One of the firm’s principal backers, Jorge Paulo Lemann, brought the idea of buying Heinz to Berkshire about two months ago, this person said. Mr. Buffett agreed, and the two sides approached Heinz’s chief executive, William R. Johnson, about buying the company.

Talk about patience, Buffett waited nearly 33 years for the chance to buy Heinz. But according to Bloomberg Heinz wasn’t initially interested.

Buffett’s Berkshire Hathaway Inc. and Lemann’s 3G Capital made a $70-a-share bid for Heinz in a letter sent on Jan. 14, the people said. Heinz sought a better price, so within weeks Buffett and Lemann had offered $72.50 a share and got the deal done, said the people, who asked not to be named because the process was private. The stock closed yesterday at $60.48.

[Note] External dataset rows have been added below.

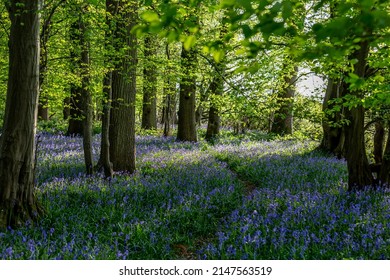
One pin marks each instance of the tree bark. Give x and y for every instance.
(105, 141)
(216, 91)
(48, 13)
(379, 137)
(359, 173)
(122, 118)
(17, 144)
(75, 125)
(333, 138)
(86, 95)
(169, 109)
(283, 118)
(149, 109)
(186, 130)
(104, 160)
(384, 174)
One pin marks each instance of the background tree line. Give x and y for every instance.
(120, 65)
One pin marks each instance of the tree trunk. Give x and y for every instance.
(359, 174)
(379, 137)
(186, 130)
(169, 109)
(216, 91)
(86, 95)
(104, 160)
(105, 141)
(122, 118)
(384, 174)
(75, 125)
(333, 138)
(149, 109)
(17, 144)
(283, 118)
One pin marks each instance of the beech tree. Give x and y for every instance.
(17, 143)
(186, 129)
(149, 109)
(123, 86)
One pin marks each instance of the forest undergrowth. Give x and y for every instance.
(234, 199)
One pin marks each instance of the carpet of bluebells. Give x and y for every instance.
(231, 200)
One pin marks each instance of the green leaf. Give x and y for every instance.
(227, 3)
(150, 16)
(218, 55)
(189, 42)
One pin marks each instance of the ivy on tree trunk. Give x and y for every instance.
(17, 145)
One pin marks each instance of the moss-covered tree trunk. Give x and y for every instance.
(168, 111)
(75, 121)
(122, 117)
(333, 133)
(384, 173)
(359, 172)
(17, 145)
(186, 130)
(149, 109)
(86, 95)
(283, 117)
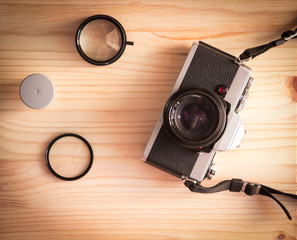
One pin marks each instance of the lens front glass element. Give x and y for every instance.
(195, 117)
(100, 40)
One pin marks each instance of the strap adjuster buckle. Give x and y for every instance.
(187, 179)
(251, 188)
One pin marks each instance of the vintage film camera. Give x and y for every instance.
(201, 115)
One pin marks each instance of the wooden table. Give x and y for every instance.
(116, 107)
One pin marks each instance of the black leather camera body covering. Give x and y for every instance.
(205, 67)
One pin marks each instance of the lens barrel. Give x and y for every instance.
(194, 118)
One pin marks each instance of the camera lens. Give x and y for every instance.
(195, 118)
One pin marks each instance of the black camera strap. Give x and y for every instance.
(238, 185)
(251, 53)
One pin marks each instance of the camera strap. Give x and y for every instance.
(238, 185)
(251, 53)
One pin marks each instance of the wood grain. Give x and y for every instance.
(116, 107)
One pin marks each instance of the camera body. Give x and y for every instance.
(200, 116)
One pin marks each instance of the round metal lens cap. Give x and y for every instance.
(37, 91)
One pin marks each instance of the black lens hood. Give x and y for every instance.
(47, 160)
(187, 143)
(122, 47)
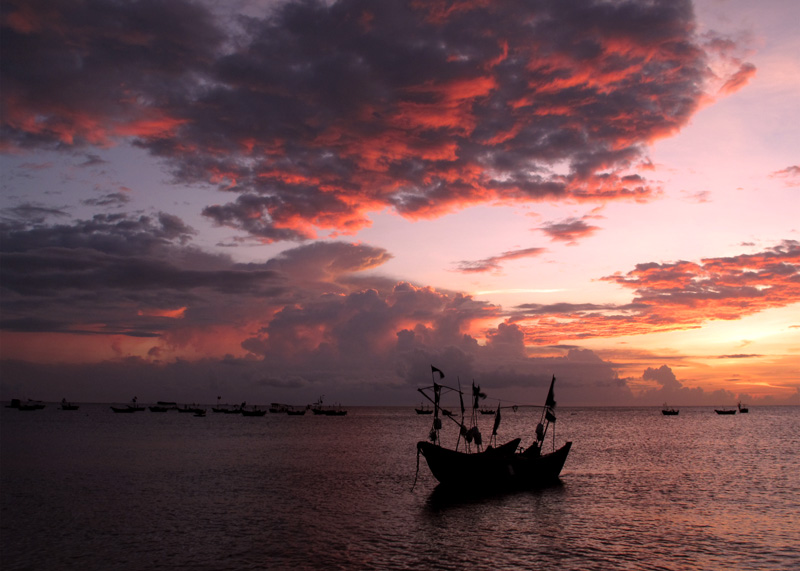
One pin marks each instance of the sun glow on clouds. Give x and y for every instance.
(323, 120)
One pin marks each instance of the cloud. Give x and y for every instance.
(569, 230)
(121, 292)
(312, 116)
(739, 79)
(110, 199)
(674, 296)
(493, 263)
(790, 174)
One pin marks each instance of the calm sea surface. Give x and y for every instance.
(91, 489)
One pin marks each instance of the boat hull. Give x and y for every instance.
(494, 468)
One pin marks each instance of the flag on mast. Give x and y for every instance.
(550, 413)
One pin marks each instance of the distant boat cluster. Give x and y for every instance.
(667, 411)
(198, 410)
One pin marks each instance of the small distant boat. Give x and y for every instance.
(318, 409)
(190, 409)
(31, 405)
(669, 411)
(68, 405)
(125, 409)
(132, 407)
(423, 409)
(255, 411)
(494, 468)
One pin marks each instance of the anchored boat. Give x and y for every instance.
(496, 467)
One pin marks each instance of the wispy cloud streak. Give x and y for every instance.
(312, 116)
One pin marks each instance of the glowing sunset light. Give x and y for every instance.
(294, 198)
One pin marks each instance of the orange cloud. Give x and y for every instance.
(674, 296)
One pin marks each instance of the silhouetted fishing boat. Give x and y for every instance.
(31, 405)
(133, 407)
(191, 409)
(669, 411)
(496, 467)
(255, 411)
(125, 409)
(318, 409)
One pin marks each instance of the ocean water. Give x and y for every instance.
(90, 489)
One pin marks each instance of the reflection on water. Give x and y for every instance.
(93, 490)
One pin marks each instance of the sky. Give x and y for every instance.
(272, 201)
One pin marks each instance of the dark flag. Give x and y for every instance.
(551, 403)
(496, 420)
(550, 414)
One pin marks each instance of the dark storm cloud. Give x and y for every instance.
(110, 199)
(313, 115)
(115, 270)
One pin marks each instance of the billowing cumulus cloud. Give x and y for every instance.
(311, 116)
(131, 295)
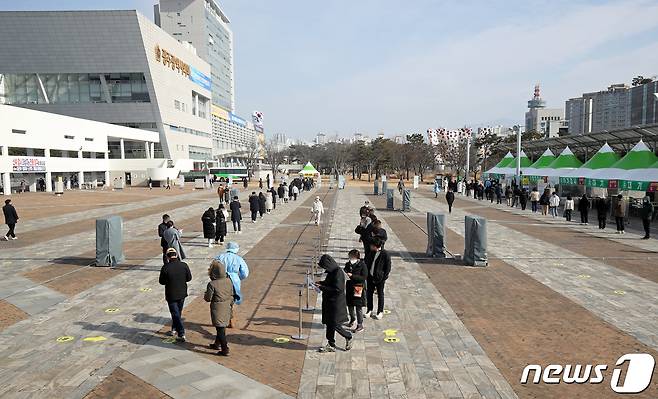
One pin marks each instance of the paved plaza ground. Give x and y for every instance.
(553, 293)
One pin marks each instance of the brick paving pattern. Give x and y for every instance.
(436, 357)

The rapid transaction shows how when you have the combined coffers of the 82-year-old Buffett, worth $52.7 billion according to the Bloomberg Billionaires Index, and Brazil’s richest man, Lemann, 73, worth $19.1 billion, it’s a lot easier to pull off a buyout of an American icon like Heinz.

“You have two guys with decision-making power and really big check books,” said Erik Gordon, business professor at the University of Michigan in Ann Arbor. “They were able to make the deal happen without a lot of screaming and yelling. And it probably takes about 20 minutes to line up the debt for a deal like this.”

In the proposed takeover, Berkshire and 3G will each have more than $4 billion in equity in Heinz, and Buffett’s firm will also take a preferred stake of $8 billion, which gets an annual dividend of 9 percent, according to three people familiar with the deal.

Bloomberg also said that Heinz CEO Bill Johnson stands to gain a lot in the deal.

Having turned around H.J. Heinz Co., Chief Executive Officer Bill Johnson may reap about $100 million from the company’s buyout.

Johnson, who became Heinz’s sixth CEO in 1998, has made about 40 acquisitions, helping expand the company into emerging markets. He streamlined the brand portfolio, boosted spending on marketing and ratcheted up innovation, including Dip & Squeeze ketchup packs. Heinz boosted sales to $11.7 billion in fiscal 2012, a gain of 8.8 percent from the year before.

“Johnson took Heinz back to basics and turned it around,” said Nancy Koehn, a professor at Harvard Business School in Cambridge, Massachusetts. “In the years before he took charge, performance slid.”

Johnson worked at Ralston, Frito-Lay and Anderson-Clayton Foods before joining Heinz in 1982 as a general manager of new business. In 1988, as head of the poorly performing Heinz Pet Products, he revived the business. Four years later he did the same thing at Starkist Foods. Johnson was named president and chief operating officer in 1996.

Not a bad paycheck for turning the company around. But the WSJ also gave credit to activist shareholder Nelson Peltz:

Heinz wasn’t always considered a top-operating food company. The company’s shares had languished for years before 2006, when activist investor Nelson Peltz won a board seat for himself and a friend following a lengthy and bitter proxy fight.

Mr. Peltz, whose Trian Fund Management LP had taken a roughly 5% stake in the company, criticized Heinz for spending too much on supermarket promotions and not enough on marketing its brands. Since then—but before Thursday’s news—Heinz shares had risen more than 44%. The company has posted 30 consecutive quarters of revenue growth. Trian now owns less than 1% of Heinz shares.

The food company has been increasing its overseas footprint in recent years through acquisitions, including that of Foodstar, a Chinese soy sauce maker. Heinz in 2011 also took an 80% stake in the Brazilian company that makes Quero brand condiments, which almost doubled Heinz’s sales in Latin America in the first full year. Heinz also has been introducing more of its brands to emerging markets, including its infant formula to China.

Buffett lending his name to the deal gives it the sheen of success, but only time will tell if it will be a good investment.